The picture is from Enderton's "elements of set theory"(1977) page79.
My question is: How to construct the set "+" by using the axioms in ZF set theory? In the picture above, those one-place functions "Am" are constructed first, but I even have trouble constructing those one-place functions. I have no trouble constructing A1 or A2 or whatever because each of them can be obtained by the recursion theorem on ω(the set of natural numbers, which is defined to be the intersection of all inductive sets),but how can I define all of them? I have $\aleph_0$ such functions to define but it is impossible for me to apply the recursion theorem $\aleph_0$ times.
Or perhaps I can define "+" like this. I have seen this from other sources:
For any natural number m,n:
m+0=m
m+S(n)=S(m+n), S is the successor function on ω.
This definition seems to be able to skip those one-place functions and deal with the binary function directly, but meanwhile another problem arises. This definition would require another form of the recursion theorem as its justification. Such recursion theorem is nowhere to be found and I don't know how to state it and prove it.

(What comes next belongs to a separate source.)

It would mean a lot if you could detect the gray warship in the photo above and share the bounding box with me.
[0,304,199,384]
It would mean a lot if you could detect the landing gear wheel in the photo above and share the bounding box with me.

You don't apply the recursion theorem infinitely many times. You apply it once.
First you prove that given an arbitrary $m$, the function $A_m$ is uniquely determined. Using generalization, we actually proved that for each $m$ there exists a unique function $A_m$ which has the properties that we want. Now, it is claimed that we can just define $m+n=A_m(n)$.
Of course for this we need to know that the map $m\mapsto A_m$ is also a set, but this holds because the formula used to define $A_m$ is the same formula used to define $A_{m'}$, namely $m$ is just a parameter. To see this, however, you have to delve into the proof of the recursion theorem.
It is, essentially, the same as defining it directly as $m+0=m; m+s(n)=s(m+n)$ and appealing to the recursion theorem. Since here it is clear why the function $m\mapsto A_m$ is a set as well.